Exame de indicação ao STF deve levar em conta ataque de Bolsonaro a instituições
Noticia-se que ministros e aliados tentam dissuadir Jair Bolsonaro do plano, bravateado à moda do pior populismo, de pedir o impeachment de dois ministros do Supremo Tribunal Federal, Luís Roberto Barroso e Alexandre de Moraes.
Calcula-se em Brasília que o arroubo presidencial, mais uma vez, não dará em nada —ou, mais precisamente, dará apenas em tensão política e institucional, o que não deixa de ser um êxito na cruzada antidemocrática do mandatário.
Desta vez, arrastou-se para o conflito estéril o Senado Federal, ao qual compete a decisão sobre o impedimento de ministros do STF por eventuais crimes de responsabilidade. A ofensiva, por si só, pode se desfazer com uma canetada do presidente da Casa; os senadores, entretanto, terão deliberações mais espinhosas pela frente.
Bolsonaro não pretende mais do que insuflar seus seguidores contra os dois magistrados —Barroso, ora à frente da Justiça Eleitoral, por ter contestado as mistificações lançadas contra as urnas eletrônicas e a lisura de pleitos passados; Moraes, por conduzir inquérito, de fato heterodoxo, que mira ataques de bolsonaristas à democracia.
Resta evidente que a cúpula do Judiciário reage a ataques patrocinados pelo presidente da República desde o ano passado, quando a mais alta autoridade do país participou de atos com bandeiras golpistas. Reage, ademais, à omissão renitente do procurador-geral, Augusto Aras, diante dos desmandos.

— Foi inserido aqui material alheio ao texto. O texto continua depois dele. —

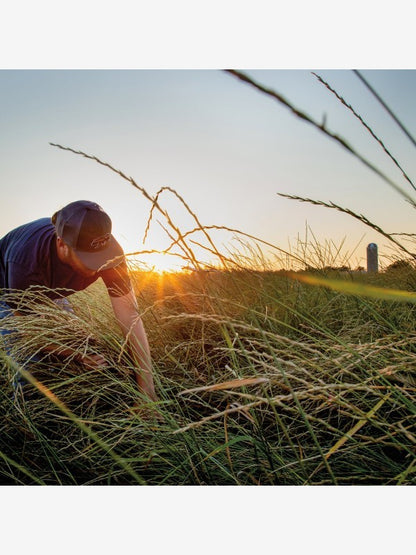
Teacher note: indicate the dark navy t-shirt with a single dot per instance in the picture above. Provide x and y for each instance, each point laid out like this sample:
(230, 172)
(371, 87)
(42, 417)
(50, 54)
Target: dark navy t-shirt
(28, 257)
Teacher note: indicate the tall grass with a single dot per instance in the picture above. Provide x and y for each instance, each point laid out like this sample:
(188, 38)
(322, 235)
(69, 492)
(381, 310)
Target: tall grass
(262, 379)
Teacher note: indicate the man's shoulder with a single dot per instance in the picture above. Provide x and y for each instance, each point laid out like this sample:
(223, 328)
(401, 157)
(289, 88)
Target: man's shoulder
(29, 237)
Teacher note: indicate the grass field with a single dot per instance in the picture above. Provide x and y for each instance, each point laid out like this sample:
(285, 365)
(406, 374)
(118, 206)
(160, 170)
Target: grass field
(262, 379)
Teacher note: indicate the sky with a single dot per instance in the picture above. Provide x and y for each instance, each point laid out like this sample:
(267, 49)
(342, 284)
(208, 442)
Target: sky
(224, 147)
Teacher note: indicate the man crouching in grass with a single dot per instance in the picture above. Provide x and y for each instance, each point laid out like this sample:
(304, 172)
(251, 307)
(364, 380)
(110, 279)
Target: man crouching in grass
(66, 253)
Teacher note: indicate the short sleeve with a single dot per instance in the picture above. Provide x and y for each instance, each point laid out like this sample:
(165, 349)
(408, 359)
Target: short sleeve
(117, 280)
(19, 277)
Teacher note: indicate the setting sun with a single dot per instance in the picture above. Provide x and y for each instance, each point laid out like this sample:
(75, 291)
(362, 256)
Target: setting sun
(157, 262)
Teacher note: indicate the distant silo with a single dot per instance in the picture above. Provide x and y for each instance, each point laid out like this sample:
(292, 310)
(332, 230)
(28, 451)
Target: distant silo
(372, 258)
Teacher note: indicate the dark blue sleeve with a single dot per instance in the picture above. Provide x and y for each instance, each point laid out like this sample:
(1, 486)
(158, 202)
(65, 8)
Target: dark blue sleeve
(19, 277)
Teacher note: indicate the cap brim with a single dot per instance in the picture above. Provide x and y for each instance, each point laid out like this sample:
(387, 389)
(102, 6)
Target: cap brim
(110, 257)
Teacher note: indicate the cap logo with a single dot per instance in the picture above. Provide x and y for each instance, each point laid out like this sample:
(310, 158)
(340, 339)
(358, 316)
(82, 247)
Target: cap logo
(100, 242)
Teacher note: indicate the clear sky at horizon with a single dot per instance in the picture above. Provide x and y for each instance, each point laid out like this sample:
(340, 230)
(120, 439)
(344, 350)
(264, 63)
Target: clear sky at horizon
(224, 147)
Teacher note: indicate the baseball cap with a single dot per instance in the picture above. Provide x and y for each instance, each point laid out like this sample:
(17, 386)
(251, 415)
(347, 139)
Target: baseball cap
(85, 227)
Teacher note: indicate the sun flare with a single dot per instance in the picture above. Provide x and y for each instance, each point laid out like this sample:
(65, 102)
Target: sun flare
(158, 262)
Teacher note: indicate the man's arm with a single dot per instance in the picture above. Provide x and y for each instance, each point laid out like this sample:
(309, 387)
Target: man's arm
(127, 315)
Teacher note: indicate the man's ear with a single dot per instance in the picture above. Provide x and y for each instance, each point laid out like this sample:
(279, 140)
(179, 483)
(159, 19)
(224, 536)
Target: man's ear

É nesse contexto que o Senado examinará o segundo indicado por Bolsonaro ao Supremo, seu ex-auxiliar André Mendonça, além da recondução do próprio Aras ao comando do Ministério Público.
Fazê-lo de modo meramente protocolar, como tem sido a praxe histórica, será contribuir para a degradação das instituições.
No primeiro caso, trata-se de posto a ser ocupado até a aposentadoria compulsória, aos 75 anos —e há o precedente de Kassio Nunes Marques, a outra escolha do atual governo para a corte, onde dá mostras sucessivas de alinhamento aos interesses do Planalto.
Mendonça, 48, quando ministro da Justiça, buscava agradar ao chefe com tentativas de usar a Lei de Segurança Nacional, herança da ditadura militar, contra críticos do governo. Além da subserviência, a condição de pastor presbiteriano pesou em sua indicação.
Não será surpresa se os senadores optarem pela estratégia menos conflituosa de retardar o trâmite do processo, no qual o postulante precisa passar por sabatina e receber a aprovação da maioria da Casa. Trata-se de expediente com prazo exíguo de validade, porém.
Logo será necessária uma atitude mais clara ante Bolsonaro —que não faz segredo de suas intenções.